Exposed: IRS Is Colluding With Banks To Unfairly Target U.S. Citizens Abroad
Wed, 8/14/2013 - by Catherine Featherston

BERLIN—Until she divulged her husband’s financial records to the IRS three years ago, Genette Eysselinck was a proud American, born on an Army base in North Carolina, and living in a small city in southern France.

Then, Eysselinck, 66, was trying to comply with U.S. tax law requiring her to provide bank account numbers and balances for her and her spouse – a Belgian citizen – who lay in the hospital recovering from vascular surgery. Once her husband discovered what she had done, he was incensed.

“He felt that I had robbed him of his privacy,” she recalled. “He said he had no reason to give them that information. He is not an American, he’s never lived in America and nowhere in our marriage contract from 1981 did it say that he had to give that information to marry me. So he was not very happy with my giving it over.”

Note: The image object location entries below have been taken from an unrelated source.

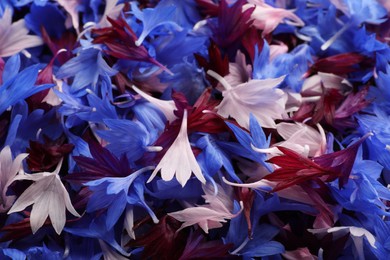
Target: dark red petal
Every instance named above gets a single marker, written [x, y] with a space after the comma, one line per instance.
[338, 64]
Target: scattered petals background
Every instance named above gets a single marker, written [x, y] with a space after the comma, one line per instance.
[194, 129]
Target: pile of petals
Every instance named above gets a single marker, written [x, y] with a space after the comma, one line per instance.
[180, 129]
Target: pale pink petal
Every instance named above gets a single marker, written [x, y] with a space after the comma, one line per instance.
[112, 10]
[314, 85]
[239, 71]
[14, 36]
[39, 212]
[109, 253]
[302, 138]
[27, 198]
[276, 50]
[295, 193]
[179, 159]
[129, 222]
[302, 253]
[259, 97]
[267, 18]
[71, 7]
[211, 215]
[48, 196]
[165, 106]
[57, 210]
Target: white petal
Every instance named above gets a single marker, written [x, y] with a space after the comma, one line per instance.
[57, 210]
[27, 198]
[67, 200]
[39, 212]
[179, 159]
[166, 107]
[129, 222]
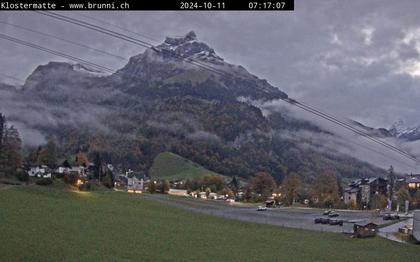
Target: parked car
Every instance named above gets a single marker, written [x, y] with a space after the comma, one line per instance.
[333, 214]
[391, 216]
[317, 220]
[327, 212]
[325, 220]
[261, 208]
[334, 222]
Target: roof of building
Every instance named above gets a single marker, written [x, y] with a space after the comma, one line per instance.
[364, 224]
[412, 178]
[352, 190]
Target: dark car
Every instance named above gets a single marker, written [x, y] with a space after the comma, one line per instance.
[334, 222]
[333, 214]
[391, 217]
[325, 220]
[327, 212]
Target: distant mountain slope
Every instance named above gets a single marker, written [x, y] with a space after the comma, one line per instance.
[158, 102]
[401, 131]
[168, 165]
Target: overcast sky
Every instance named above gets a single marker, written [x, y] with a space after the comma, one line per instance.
[357, 59]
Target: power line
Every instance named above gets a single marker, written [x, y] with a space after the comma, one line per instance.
[340, 123]
[57, 53]
[365, 134]
[128, 39]
[102, 21]
[63, 40]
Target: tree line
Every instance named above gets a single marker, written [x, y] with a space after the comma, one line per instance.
[10, 149]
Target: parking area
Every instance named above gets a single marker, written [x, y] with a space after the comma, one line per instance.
[302, 218]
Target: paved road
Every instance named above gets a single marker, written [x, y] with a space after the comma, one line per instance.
[390, 231]
[288, 217]
[2, 188]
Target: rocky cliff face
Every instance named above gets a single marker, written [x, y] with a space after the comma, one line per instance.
[165, 99]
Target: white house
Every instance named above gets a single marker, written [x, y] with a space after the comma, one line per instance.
[134, 184]
[39, 171]
[79, 170]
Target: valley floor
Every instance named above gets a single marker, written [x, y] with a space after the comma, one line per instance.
[42, 224]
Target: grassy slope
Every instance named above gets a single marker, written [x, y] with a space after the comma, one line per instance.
[171, 166]
[44, 225]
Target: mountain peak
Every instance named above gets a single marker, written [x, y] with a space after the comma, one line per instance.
[188, 46]
[190, 36]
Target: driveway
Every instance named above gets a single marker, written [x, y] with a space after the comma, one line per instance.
[302, 218]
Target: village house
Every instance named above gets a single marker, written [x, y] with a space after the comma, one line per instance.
[412, 182]
[367, 229]
[135, 185]
[360, 191]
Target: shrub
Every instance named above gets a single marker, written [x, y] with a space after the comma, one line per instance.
[85, 187]
[70, 178]
[44, 181]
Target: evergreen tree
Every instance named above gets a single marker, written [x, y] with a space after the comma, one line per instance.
[152, 187]
[2, 150]
[391, 179]
[98, 166]
[11, 152]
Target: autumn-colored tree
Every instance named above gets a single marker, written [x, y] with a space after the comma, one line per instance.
[378, 201]
[152, 187]
[325, 188]
[391, 179]
[226, 192]
[11, 151]
[290, 186]
[403, 195]
[263, 183]
[51, 148]
[81, 159]
[163, 186]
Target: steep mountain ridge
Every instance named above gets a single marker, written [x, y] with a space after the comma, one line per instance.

Ultimately, Eysselinck decided there was only one way to save her marriage – by renouncing her U.S. citizenship. She did so on February 6, 2012.

"I’ve become more and more depressed,” she said of her feelings since surrendering her passport. "I went ahead and in a panic decided to renounce my citizenship simply because I had upset my husband so much and he was so ill at the time.

“I hope someone, somewhere, sometime will say that this is wrong. You can’t just paint all Americans abroad with the same paintbrush as being tax frauds because we’re not."

Eysselinck is one of hundreds of Americans living overseas who are being hounded by the IRS since it began cracking down on tax evasion three years ago. Stories that used to be few and far between are now a constant concern for organizations like American Citizens Abroad and the Federation of American Women’s Clubs Overseas.

And it is a problem that will likely worsen as the U.S. Treasury Department moves to construct an automatic exchange of taxpayer information between governments. The effort is mired in questions about the role of banks in policing government policies, the state of data privacy protections for citizens and the limits of American power.

“In some cases, the banks have broadened the scope and said it’s not just U.S. citizens,” said Victoria Ferauge, a member of American Citizens Abroad who lives just outside Paris with her husband and two daughters. “It’s just about anybody with a U.S. connection.”

That means green card holders, those born in the U.S. but who have never lived there, and people married to Americans.

Ferauge said she was recently introduced to an "accidental" American whose family moved abroad in the 1930s when she was three -- and when she would normally have lost her citizenship for having moved.

“All these years she believed she was no longer an American citizen,” said Ferauge. “Now her bank believes she may fall under the category of U.S. ‘persons’ who they are required to report to the IRS. She has a 98-year-old mother, whose accounts she manages and she’s terrified that she’s going to get shut out of them.”

This painful mess ensnaring an increasing number of ordinary people is the result of the U.S. government’s response to a dispute with the world's largest private bank, Switzerland's UBS.

In a 2009 settlement with the U.S. Justice Department, UBS conceded it had assisted American citizens for nearly a decade in evading taxes by concealing their ownership of bank accounts abroad. The bank agreed to end its American offshore operations and paid a huge fine: $780 million.

Since then, the Treasury department has begun enforcing the Report Foreign Banks and Financial Accounts (FBAR) regulations, and Congress passed new legislation in 2010 called the Foreign Account Tax Compliance Act (FATCA).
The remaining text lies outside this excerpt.